The council verified her request to close down a bank account intended to receive Paypal online funds for internet auction of surplus fire department equipment, which never took place, according to Heim.
A one-time waiver for the sewer portion of a water bill issued to Grant Munroe was also approved, with Ginny Munroe abstaining from the vote; the water was removed manually from the basement after a water leak, and allowed to run into the ground rather than the town sewer, Heim reported.
Four to five dumpsters full of trash were hauled away after the previous weekend’s town-wide cleanup, Schoeff reported. He also said a notable amount of that waste came from outside the Culver community, and some discussion ensued as to whether efforts should be made to prevent such activity, with no formal decision reached.

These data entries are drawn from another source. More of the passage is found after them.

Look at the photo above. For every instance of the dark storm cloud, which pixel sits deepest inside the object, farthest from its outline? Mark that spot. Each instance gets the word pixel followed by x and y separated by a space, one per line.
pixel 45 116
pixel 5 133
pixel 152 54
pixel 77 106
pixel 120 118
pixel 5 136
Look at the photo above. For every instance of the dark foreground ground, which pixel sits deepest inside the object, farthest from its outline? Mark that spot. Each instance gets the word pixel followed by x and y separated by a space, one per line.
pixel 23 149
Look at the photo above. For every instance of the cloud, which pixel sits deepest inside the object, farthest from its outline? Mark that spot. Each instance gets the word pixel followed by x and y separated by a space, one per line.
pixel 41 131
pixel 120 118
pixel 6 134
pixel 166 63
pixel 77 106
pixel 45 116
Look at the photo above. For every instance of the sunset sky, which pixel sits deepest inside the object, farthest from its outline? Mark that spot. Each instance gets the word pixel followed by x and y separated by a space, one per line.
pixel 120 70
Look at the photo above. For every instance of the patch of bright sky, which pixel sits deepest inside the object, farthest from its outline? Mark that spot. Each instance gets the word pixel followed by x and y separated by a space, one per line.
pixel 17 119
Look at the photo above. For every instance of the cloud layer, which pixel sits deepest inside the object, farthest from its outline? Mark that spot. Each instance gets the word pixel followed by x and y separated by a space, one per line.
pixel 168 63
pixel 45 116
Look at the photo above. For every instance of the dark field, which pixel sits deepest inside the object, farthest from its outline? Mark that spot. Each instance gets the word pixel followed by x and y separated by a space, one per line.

The council also gave a thumbs up to members of the Culver Lake Fest board who requested closure of Lake Shore Drive between State and Liberty Streets for the duration of the Saturday of the festival. Frank Elizondo of the board expressed great concern over the safety of pedestrians – especially children – due to the abundance of traffic at that location, where many cross the street to enter the town park-based festival.
Some concern was expressed as to how out-of-town drivers unfamiliar with Culver’s streets would navigate around the closure without creating traffic problems elsewhere. It was agreed notification in the newspaper of the change, for a few weeks prior to the event should take place.